Patient demographic details
- full name, including aliases
- date of birth
- residential and postal address
- telephone contact number/s – home, mobile and alternative
- Medicare number, where eligible
- name of the parent or caregiver, if appropriate
- preferred language and interpreter requirements
- identifies as Aboriginal and/or Torres Strait Islander
Clinical modifiers
- impact on employment
- impact on education
- impact on home
- impact on activities of daily living
- impact on ability to care for others
- impact on personal frailty or safety
- identifies as Aboriginal and/or Torres Strait Islander
Other relevant information
- Willingness to have surgery, where surgery is a likely intervention.
- Choice to be treated as a public or private patient.
- Compensable status, e.g. DVA, Work Cover, Motor Vehicle Insurance, etc.

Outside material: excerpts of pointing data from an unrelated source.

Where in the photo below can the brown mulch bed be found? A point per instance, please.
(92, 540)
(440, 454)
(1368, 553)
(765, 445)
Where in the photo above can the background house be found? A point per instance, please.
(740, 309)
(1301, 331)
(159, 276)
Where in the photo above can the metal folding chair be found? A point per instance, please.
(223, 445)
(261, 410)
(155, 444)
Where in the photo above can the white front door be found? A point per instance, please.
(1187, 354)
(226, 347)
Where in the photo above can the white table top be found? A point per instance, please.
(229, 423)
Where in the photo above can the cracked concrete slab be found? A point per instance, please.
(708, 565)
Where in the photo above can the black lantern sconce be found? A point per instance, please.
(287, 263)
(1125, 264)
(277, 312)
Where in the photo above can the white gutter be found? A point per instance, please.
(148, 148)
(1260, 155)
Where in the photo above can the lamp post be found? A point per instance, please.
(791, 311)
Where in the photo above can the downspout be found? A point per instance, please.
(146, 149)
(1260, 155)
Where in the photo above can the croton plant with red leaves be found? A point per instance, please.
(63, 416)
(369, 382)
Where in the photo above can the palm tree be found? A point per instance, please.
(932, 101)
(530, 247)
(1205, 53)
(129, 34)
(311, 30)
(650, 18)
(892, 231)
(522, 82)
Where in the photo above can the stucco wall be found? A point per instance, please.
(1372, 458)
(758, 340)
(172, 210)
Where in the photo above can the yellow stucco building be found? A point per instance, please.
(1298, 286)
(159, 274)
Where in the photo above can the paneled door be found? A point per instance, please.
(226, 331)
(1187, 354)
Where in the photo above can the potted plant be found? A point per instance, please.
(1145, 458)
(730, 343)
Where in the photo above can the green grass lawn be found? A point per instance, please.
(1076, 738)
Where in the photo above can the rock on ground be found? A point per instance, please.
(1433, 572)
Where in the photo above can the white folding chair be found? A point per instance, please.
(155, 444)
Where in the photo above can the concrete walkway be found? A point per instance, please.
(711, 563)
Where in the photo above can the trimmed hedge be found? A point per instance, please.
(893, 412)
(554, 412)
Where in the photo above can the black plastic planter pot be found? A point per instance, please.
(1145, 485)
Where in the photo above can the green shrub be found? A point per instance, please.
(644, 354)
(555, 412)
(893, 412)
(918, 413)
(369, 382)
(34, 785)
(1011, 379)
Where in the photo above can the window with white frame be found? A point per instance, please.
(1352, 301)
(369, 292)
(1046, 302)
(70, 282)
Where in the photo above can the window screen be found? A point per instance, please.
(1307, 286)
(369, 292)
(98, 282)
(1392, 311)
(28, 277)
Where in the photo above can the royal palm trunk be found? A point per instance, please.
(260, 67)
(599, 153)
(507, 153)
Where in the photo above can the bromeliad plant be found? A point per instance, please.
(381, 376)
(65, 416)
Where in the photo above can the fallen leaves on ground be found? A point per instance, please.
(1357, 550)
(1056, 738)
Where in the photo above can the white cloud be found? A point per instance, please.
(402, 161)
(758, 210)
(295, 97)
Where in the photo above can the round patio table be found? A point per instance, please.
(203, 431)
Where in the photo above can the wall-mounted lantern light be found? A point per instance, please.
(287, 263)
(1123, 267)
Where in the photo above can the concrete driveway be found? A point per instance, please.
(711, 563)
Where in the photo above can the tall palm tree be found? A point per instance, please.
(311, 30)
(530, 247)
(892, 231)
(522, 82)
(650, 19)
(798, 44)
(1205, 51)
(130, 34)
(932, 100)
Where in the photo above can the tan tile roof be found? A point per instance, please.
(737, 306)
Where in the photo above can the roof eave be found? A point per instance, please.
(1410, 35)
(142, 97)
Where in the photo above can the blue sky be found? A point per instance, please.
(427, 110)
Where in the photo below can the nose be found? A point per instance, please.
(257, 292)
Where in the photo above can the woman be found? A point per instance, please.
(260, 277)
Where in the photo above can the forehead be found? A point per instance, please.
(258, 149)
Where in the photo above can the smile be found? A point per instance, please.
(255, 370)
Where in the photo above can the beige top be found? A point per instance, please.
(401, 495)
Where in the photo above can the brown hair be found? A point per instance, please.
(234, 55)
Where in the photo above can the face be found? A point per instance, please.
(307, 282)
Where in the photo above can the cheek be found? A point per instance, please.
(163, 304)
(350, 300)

- Relevant social history, including identifying if you feel your patient is from a vulnerable population, under guardianship/out-of-home care arrangements and/or requires a third party to receive correspondence on their behalf.
- Triage of a specialist outpatient referral is based on clinical decision making to allocate an appropriate urgency categorisation.
- Where appropriate and where available, the referral may be streamed to an associated public allied health and/or nursing service. Access to some specific services may include initial assessment and management by associated public allied health and/or nursing, which may either facilitate or negate the need to see the public medical specialist.
- A change in patient circumstance (such as condition deteriorating or pregnancy) may affect the urgency categorisation and should be communicated as soon as possible.
- All new referrals will be triaged by a consultant and appointment times scheduled according to clinical urgency.